Adoption of the Fifth Generation (5G) network is expected to benefit the global economy by more than $950 billion in 2030, or more than 15 per cent of the overall economic impact of mobile.
Much of this will materialise in developed regions, including East Asia and the Pacific, North America and Europe, which are expected to see strong growth in the next five years. Towards the end of the decade, low- and middle-income countries, including Nigeria are expected to realise an increasing proportion of 5G economic benefits as the technology starts to achieve scale and widespread adoption.
The Global System for Mobile telecommunications Association (GSMA) in ‘The Mobile Economy Report’ released on Monday noted that services and manufacturing industries would benefit the most from 5G technologies over the next decade. The impacts on other economic sectors are expected to be of lower magnitude but will increase as they start to incorporate 5G use cases.

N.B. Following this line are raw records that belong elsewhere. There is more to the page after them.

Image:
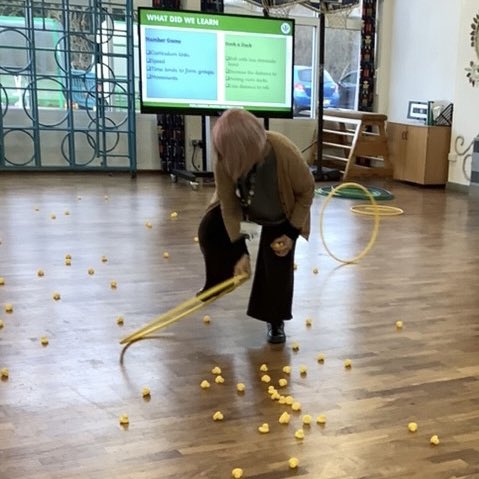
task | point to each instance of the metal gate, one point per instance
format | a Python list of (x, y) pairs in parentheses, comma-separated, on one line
[(67, 85)]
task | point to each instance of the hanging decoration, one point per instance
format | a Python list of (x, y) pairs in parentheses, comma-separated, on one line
[(367, 56), (473, 69)]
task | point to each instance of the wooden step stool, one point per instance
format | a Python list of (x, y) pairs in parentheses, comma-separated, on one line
[(349, 136)]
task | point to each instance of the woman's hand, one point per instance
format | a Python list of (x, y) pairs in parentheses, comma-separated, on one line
[(282, 245), (243, 266)]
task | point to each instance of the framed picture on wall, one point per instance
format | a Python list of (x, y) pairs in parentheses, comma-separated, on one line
[(418, 110)]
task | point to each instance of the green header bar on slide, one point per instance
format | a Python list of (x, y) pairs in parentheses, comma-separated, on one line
[(155, 104), (206, 21)]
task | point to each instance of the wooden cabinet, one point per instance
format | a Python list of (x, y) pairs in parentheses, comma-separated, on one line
[(419, 154)]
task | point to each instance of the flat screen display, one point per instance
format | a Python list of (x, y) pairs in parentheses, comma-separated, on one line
[(204, 63)]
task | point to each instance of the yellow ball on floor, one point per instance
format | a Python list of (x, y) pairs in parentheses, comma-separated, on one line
[(218, 416), (284, 418), (237, 473), (293, 462)]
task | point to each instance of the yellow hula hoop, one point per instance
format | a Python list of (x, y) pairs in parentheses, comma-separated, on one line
[(374, 232), (383, 210), (187, 307)]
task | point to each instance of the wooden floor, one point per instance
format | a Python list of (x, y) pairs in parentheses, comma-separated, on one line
[(60, 406)]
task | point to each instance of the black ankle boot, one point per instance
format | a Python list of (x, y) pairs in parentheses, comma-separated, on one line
[(276, 333)]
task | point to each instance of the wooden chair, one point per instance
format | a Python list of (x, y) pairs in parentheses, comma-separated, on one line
[(355, 142)]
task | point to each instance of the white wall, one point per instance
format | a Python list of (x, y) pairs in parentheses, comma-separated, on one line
[(422, 48), (466, 98)]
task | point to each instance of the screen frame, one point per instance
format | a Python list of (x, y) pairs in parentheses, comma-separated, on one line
[(190, 110)]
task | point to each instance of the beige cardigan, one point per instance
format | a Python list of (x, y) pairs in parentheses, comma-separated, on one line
[(295, 185)]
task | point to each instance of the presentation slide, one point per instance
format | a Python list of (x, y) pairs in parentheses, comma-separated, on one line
[(212, 61), (176, 66), (252, 75)]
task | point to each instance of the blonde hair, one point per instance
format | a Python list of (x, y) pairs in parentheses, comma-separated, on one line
[(239, 140)]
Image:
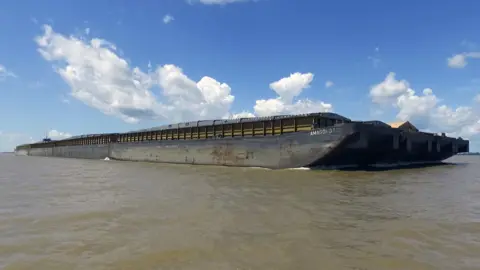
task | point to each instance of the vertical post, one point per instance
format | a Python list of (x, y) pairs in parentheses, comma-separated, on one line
[(396, 141), (409, 145)]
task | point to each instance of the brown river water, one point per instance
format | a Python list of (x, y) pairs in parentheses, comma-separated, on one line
[(92, 214)]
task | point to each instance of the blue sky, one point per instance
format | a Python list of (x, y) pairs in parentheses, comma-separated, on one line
[(77, 67)]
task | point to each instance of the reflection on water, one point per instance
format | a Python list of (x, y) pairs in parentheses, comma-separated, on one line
[(88, 214)]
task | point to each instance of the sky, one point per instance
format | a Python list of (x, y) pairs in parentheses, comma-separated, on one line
[(73, 67)]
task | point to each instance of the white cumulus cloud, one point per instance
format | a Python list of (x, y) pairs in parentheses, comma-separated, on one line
[(288, 89), (100, 78), (460, 60)]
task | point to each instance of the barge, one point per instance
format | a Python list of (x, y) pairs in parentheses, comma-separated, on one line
[(276, 142)]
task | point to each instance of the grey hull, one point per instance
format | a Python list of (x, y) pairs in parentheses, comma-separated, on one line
[(350, 144)]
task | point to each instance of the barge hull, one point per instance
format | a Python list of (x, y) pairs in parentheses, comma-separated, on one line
[(351, 144)]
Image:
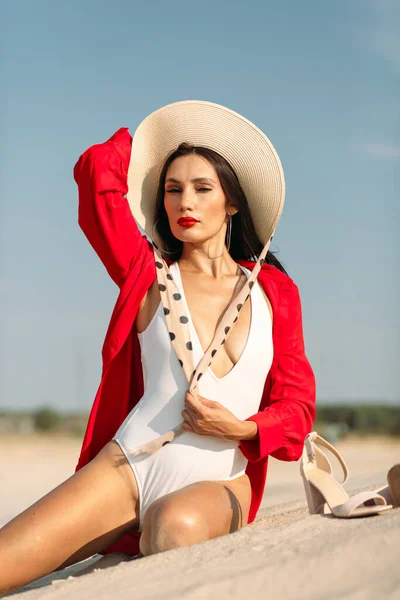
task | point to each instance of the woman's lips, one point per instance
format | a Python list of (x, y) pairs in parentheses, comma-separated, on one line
[(187, 222)]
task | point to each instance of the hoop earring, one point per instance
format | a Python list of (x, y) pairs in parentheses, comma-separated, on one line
[(157, 246), (229, 232)]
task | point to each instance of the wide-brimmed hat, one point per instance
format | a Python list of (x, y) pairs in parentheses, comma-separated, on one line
[(246, 148)]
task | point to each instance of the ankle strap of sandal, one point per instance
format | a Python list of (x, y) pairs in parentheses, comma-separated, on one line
[(314, 438)]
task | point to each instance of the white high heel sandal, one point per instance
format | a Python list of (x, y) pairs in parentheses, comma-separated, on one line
[(324, 493)]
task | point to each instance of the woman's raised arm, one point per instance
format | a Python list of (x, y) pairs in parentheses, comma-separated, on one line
[(104, 214)]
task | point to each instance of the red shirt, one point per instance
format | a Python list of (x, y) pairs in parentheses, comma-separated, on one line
[(287, 407)]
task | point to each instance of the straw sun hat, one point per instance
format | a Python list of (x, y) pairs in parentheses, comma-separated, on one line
[(242, 144)]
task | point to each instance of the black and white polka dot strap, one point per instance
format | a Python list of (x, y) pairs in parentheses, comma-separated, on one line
[(179, 332), (178, 320)]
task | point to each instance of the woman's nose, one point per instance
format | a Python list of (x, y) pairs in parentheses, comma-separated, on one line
[(187, 200)]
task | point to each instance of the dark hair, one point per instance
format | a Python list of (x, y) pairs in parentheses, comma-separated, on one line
[(245, 243)]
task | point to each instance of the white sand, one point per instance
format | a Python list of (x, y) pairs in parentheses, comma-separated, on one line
[(285, 554)]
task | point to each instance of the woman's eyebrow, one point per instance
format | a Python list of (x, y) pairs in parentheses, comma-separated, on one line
[(195, 180)]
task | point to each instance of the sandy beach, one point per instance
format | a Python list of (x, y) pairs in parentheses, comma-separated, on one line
[(286, 553)]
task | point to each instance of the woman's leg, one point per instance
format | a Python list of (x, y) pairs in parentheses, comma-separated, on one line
[(196, 513), (79, 518)]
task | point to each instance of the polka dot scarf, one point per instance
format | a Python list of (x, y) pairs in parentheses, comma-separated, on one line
[(179, 332)]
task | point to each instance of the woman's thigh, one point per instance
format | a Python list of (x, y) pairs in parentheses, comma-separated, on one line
[(79, 518), (195, 513)]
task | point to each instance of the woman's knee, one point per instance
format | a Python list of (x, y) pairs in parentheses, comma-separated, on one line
[(166, 526)]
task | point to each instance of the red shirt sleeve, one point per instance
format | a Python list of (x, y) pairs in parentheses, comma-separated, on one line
[(104, 213), (288, 403)]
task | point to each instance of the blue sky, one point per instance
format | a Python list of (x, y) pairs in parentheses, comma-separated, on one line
[(322, 79)]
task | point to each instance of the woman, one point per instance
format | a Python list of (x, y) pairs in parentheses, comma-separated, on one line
[(221, 174)]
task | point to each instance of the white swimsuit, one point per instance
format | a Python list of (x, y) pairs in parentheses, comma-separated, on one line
[(191, 457)]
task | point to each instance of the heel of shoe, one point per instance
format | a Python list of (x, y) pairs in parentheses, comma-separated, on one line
[(315, 500)]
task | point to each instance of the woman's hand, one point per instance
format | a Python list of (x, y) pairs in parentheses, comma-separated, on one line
[(207, 417)]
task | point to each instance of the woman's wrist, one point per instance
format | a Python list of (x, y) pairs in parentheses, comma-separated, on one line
[(245, 430)]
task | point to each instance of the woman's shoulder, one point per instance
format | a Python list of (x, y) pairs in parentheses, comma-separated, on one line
[(270, 273)]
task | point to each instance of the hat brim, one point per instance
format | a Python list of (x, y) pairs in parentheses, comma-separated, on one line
[(246, 148)]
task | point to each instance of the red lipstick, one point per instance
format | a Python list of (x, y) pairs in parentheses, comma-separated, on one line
[(186, 221)]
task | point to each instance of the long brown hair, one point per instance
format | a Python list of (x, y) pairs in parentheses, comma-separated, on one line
[(245, 243)]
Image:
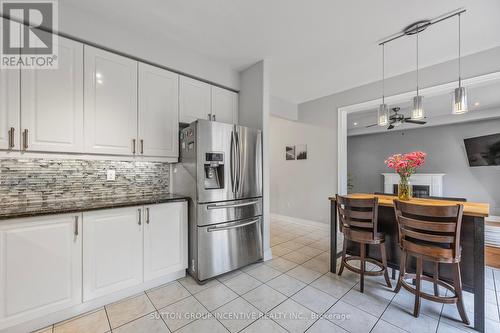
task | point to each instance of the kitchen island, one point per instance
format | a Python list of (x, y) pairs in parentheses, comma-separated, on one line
[(471, 240)]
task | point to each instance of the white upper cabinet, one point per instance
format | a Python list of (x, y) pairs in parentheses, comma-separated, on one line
[(112, 251), (158, 112), (9, 106), (110, 103), (165, 239), (40, 266), (194, 100), (224, 105), (52, 102)]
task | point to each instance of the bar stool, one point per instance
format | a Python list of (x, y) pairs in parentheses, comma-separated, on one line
[(358, 223), (430, 233)]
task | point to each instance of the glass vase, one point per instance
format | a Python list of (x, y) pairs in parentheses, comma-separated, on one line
[(405, 190)]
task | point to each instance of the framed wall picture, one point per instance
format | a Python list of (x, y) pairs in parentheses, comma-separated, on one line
[(289, 153), (301, 152)]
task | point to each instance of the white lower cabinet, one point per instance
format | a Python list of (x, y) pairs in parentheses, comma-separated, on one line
[(56, 262), (40, 266), (112, 250), (165, 239)]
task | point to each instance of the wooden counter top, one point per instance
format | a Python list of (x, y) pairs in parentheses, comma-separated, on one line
[(470, 208)]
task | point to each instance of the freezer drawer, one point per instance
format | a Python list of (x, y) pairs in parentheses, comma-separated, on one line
[(228, 246), (221, 212)]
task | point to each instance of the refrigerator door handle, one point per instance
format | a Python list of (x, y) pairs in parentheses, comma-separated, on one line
[(211, 229), (231, 162), (214, 206), (238, 158)]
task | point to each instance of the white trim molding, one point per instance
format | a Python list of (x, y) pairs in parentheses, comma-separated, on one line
[(300, 221), (394, 99)]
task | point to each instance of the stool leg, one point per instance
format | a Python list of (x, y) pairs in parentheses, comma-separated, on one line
[(362, 250), (435, 278), (342, 261), (384, 262), (418, 283), (402, 271), (457, 282)]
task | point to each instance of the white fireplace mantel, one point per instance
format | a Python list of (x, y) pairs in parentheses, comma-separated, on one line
[(433, 180)]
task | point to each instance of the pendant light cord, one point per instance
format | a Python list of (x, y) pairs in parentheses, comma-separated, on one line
[(383, 73), (417, 61), (459, 53)]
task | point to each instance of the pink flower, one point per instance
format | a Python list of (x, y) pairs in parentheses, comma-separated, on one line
[(406, 164)]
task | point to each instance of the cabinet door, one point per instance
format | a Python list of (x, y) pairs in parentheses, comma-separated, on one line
[(165, 239), (9, 105), (40, 267), (158, 112), (52, 102), (110, 102), (225, 105), (112, 251), (194, 100)]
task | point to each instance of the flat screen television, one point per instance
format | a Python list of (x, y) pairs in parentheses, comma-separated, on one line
[(483, 150)]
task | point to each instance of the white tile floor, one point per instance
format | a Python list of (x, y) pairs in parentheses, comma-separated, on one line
[(294, 292)]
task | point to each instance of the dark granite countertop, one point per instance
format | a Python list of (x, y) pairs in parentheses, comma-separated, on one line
[(30, 209)]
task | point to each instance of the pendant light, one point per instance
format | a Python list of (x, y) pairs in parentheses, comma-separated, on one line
[(460, 94), (417, 111), (383, 111)]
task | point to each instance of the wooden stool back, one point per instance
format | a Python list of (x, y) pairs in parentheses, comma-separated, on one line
[(431, 231)]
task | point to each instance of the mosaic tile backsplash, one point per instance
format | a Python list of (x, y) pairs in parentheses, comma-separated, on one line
[(33, 180)]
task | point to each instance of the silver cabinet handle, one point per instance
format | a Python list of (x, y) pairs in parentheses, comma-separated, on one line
[(238, 158), (11, 137), (76, 225), (25, 139), (241, 225), (210, 207)]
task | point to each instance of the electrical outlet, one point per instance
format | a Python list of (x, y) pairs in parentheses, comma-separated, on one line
[(110, 175)]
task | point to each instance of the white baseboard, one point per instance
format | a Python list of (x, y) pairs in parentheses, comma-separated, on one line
[(97, 303), (268, 254), (299, 221)]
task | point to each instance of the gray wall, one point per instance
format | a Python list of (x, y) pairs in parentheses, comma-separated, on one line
[(322, 112), (446, 154)]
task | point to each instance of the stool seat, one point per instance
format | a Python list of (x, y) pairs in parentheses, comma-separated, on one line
[(358, 223), (432, 234)]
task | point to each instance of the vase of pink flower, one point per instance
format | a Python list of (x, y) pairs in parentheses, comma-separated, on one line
[(406, 165)]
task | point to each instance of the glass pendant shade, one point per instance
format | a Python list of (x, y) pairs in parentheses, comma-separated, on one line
[(383, 115), (460, 105), (418, 111)]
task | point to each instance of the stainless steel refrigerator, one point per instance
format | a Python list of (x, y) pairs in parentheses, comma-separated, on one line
[(220, 169)]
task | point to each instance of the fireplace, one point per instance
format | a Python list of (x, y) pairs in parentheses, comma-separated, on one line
[(424, 184), (419, 191)]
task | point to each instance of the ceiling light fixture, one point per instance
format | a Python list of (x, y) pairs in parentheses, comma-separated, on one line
[(383, 111), (460, 105), (417, 111)]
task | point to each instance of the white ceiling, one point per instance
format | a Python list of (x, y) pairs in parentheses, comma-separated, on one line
[(315, 47), (484, 103)]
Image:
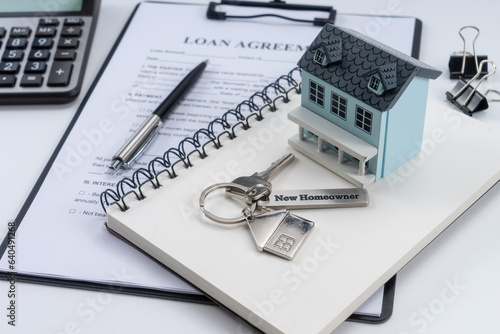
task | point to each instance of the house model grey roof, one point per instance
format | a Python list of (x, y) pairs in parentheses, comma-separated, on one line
[(361, 57)]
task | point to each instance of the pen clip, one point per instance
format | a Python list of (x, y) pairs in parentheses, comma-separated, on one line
[(136, 144)]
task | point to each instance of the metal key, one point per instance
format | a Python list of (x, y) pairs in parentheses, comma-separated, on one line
[(260, 181)]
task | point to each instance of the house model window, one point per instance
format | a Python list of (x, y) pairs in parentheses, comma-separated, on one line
[(339, 106), (320, 57), (362, 106), (317, 93), (363, 119)]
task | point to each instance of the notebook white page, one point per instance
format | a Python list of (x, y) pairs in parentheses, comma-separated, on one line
[(62, 234)]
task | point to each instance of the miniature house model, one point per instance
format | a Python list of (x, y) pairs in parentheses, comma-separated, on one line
[(362, 105)]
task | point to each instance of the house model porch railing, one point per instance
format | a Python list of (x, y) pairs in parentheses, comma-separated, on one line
[(338, 137)]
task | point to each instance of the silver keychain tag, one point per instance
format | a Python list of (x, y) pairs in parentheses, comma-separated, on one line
[(316, 199), (279, 232)]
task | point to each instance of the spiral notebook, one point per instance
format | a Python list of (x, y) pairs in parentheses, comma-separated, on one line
[(352, 251), (64, 206)]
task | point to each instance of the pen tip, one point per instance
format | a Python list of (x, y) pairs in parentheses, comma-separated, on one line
[(115, 164)]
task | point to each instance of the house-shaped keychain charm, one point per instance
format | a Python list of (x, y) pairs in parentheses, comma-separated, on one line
[(362, 106)]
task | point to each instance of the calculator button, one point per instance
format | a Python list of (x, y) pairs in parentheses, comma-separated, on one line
[(65, 54), (31, 80), (68, 43), (71, 31), (48, 22), (46, 31), (73, 21), (7, 80), (39, 55), (42, 43), (35, 67), (17, 43), (60, 74), (20, 32), (13, 55), (9, 67)]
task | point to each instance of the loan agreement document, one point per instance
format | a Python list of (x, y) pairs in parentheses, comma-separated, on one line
[(62, 233)]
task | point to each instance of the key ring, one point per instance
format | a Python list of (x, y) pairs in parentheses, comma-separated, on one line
[(216, 218)]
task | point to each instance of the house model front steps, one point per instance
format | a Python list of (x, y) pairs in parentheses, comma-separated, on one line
[(334, 135)]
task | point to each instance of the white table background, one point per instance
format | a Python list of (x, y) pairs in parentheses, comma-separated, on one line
[(450, 287)]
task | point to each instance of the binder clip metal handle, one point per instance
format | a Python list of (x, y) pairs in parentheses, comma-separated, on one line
[(467, 98), (464, 64)]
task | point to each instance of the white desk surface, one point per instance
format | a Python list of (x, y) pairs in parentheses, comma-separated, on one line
[(450, 287)]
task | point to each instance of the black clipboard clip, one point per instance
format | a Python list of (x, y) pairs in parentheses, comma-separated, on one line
[(463, 64), (467, 98), (213, 14)]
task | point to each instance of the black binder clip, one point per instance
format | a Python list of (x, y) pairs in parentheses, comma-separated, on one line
[(213, 14), (468, 99), (463, 64)]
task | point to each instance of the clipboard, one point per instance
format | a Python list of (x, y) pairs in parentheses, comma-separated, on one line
[(142, 291)]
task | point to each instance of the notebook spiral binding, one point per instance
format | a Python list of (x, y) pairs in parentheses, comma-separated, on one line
[(197, 143)]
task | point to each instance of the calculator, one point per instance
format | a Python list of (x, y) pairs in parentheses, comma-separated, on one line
[(44, 47)]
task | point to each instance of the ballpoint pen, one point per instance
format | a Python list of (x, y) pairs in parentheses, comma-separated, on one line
[(143, 136)]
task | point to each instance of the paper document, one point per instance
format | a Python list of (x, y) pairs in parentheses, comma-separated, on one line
[(62, 234)]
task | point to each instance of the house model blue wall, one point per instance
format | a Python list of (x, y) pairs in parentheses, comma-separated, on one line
[(362, 105)]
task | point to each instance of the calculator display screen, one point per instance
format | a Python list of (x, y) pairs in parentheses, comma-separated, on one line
[(44, 6)]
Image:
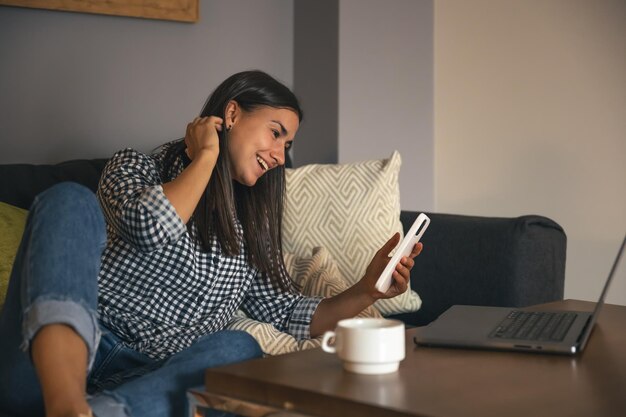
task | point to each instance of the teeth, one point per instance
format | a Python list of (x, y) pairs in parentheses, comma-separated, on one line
[(262, 162)]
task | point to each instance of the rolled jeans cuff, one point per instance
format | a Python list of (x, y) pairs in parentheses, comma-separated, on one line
[(108, 404), (69, 312)]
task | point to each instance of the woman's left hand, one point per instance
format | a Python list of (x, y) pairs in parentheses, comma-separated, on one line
[(400, 276)]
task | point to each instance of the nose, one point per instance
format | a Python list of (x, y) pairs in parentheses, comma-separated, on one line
[(278, 154)]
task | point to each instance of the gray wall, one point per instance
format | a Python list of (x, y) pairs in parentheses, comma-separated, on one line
[(315, 79), (79, 86), (386, 90)]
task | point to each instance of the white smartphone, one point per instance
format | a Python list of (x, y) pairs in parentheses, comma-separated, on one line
[(404, 249)]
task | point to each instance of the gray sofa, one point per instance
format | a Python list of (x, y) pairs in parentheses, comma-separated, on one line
[(511, 262)]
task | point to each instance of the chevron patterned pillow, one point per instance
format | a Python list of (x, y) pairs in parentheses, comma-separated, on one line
[(351, 210)]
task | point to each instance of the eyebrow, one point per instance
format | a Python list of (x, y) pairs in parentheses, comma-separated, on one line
[(282, 128)]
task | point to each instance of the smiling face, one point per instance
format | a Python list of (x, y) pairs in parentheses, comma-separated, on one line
[(258, 139)]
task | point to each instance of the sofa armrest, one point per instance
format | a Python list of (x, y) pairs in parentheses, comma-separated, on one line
[(471, 260), (20, 183)]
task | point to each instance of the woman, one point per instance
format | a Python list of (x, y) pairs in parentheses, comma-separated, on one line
[(192, 234)]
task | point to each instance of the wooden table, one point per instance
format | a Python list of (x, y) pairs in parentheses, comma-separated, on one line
[(435, 381)]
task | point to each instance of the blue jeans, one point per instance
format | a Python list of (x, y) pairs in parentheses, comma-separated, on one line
[(55, 280)]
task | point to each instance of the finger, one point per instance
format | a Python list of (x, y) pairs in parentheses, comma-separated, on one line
[(401, 281), (403, 268), (407, 262)]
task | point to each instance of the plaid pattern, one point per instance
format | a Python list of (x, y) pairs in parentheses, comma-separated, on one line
[(159, 290)]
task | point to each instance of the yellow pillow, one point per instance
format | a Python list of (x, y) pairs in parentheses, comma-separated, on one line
[(12, 223), (317, 275)]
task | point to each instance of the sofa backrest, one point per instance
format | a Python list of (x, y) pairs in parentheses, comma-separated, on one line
[(20, 183)]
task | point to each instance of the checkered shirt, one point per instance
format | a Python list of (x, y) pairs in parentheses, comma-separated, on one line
[(159, 290)]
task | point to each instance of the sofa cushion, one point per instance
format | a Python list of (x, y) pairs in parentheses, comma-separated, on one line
[(317, 275), (350, 209), (12, 222)]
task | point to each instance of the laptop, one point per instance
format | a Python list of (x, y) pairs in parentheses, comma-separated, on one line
[(503, 328)]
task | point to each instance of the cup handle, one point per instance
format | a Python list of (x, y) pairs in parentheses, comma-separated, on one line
[(325, 346)]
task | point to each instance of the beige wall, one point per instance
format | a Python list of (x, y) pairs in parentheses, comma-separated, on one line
[(530, 117)]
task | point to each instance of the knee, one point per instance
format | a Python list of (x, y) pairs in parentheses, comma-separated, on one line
[(244, 344), (73, 201), (65, 192)]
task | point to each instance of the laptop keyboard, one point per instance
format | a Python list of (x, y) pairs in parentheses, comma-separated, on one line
[(542, 326)]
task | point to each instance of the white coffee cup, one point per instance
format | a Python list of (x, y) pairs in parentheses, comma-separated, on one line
[(367, 345)]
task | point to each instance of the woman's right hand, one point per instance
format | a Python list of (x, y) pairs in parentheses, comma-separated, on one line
[(202, 136)]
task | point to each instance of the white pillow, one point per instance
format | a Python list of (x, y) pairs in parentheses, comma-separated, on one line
[(316, 274), (351, 210)]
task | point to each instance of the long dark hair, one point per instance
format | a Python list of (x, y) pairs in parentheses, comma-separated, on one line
[(259, 208)]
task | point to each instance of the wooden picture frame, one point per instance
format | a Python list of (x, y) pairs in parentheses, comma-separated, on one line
[(177, 10)]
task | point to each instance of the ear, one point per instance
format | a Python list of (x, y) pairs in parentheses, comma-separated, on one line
[(232, 113)]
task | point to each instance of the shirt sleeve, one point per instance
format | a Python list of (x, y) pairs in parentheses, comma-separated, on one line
[(133, 202), (288, 312)]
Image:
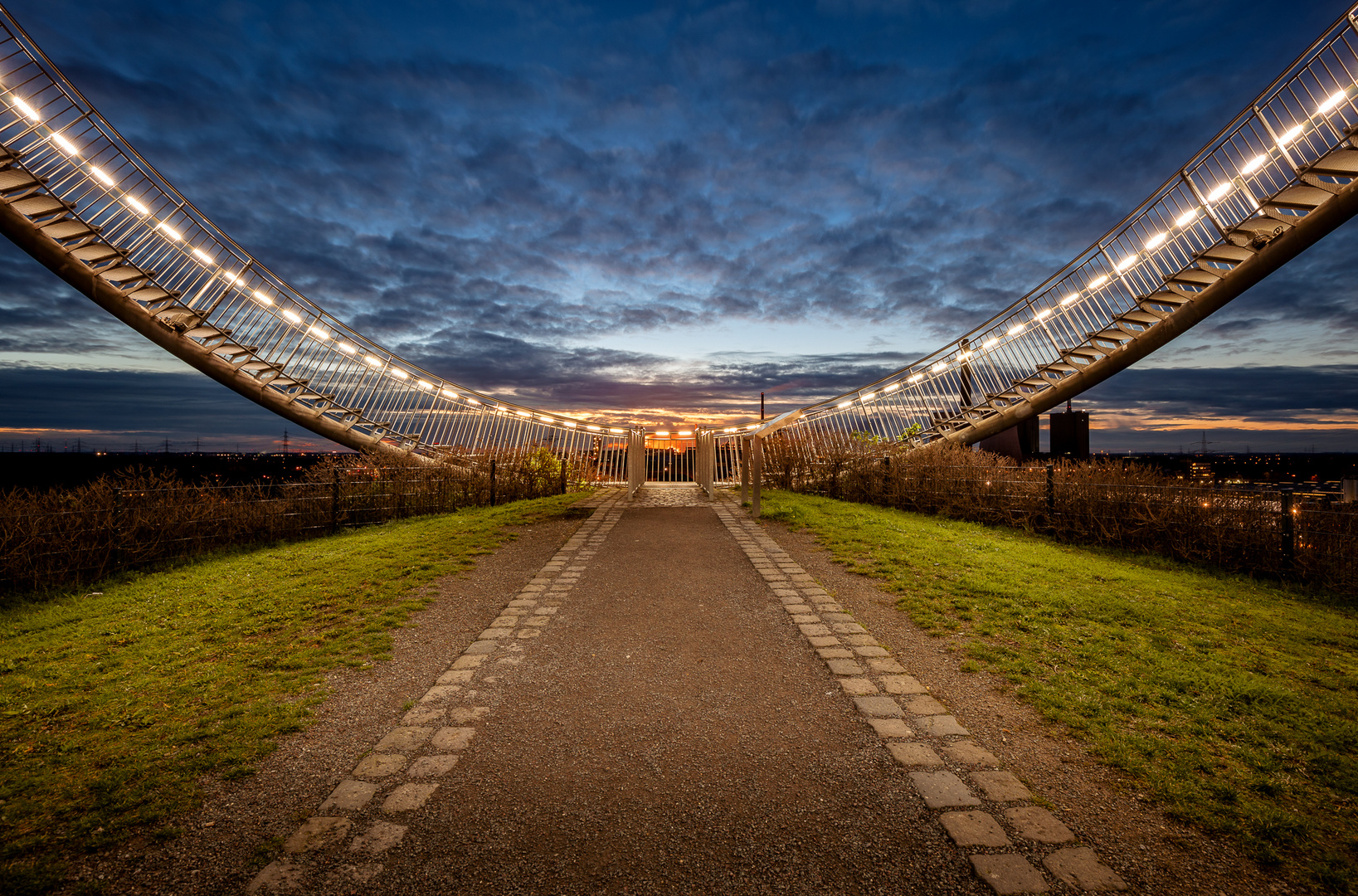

In Nigeria, three operators have been licensed to provide 5G service by the Nigerian Communications Commission (NCC) under the watch of Prof. Umar Danbatta. They are MTN Nigeria, Mafab Communications and Airtel. These operators have boosted the Federal Government coffers with over $800 million paid for the licenses.
While MTN has commenced commercial operations and deployed about 588 5G sites across major cities in the country since last August, Mafab Communications, earlier in January, apparently to beat the deadline extension, formally unveiled its plan (but the service is yet to commence). Airtel is still keeping its roll-out plan very close to the chest, since emerging the sole bidder in the second phase of 5G auction plan last December.
Indeed, the GSMA observed that 5G adoption continues to rise due to new network deployments and cheaper devices. As of January 2023, there were 229 commercial 5G networks around the world and over 700 5G-smartphone models had been launched, including more than 200 in 2022. It is projected that adoption rate will be over 85 per cent, especially in some advanced countries by 2030.
The telecoms body, which represents the interest of over 400 operators across the globe, including Nigeria, noted that the number of connections on legacy networks (2G and 3G) will continue to decline in the coming years as users migrate to 4G and 5G, resulting in more network shutdowns.
GSMA disclosed that to date, operators have announced plans to shut down 96 2G networks and 107 3G networks around the world.
According to it, in the coming years operators will shift their focus to driving 5G adoption, following significant capital outlays. The technology has already become mainstream in several markets, notably South Korea and the U.S., where 5G now accounts for more than 40 per cent of total connections.
Elsewhere, GSMA said 4G still has plenty of room to grow and will remain the dominant technology by the end of this decade. It revealed that in Sub-Saharan Africa, 5G rollout will likely take a phased approach, as opposed to the fast population coverage approach that has been adopted in more advanced markets.
Largely, the body said 5G is expected to benefit all economic sectors of the global economy, although some industries will benefit more than others due to their ability to incorporate 5G use cases in their business.
Specifically, the report noted that over the next 10 years, 46 per cent of benefits are expected to be realised in the services sector and 33 per cent in manufacturing, driven by applications such as smart factories, smart cities and smart grids.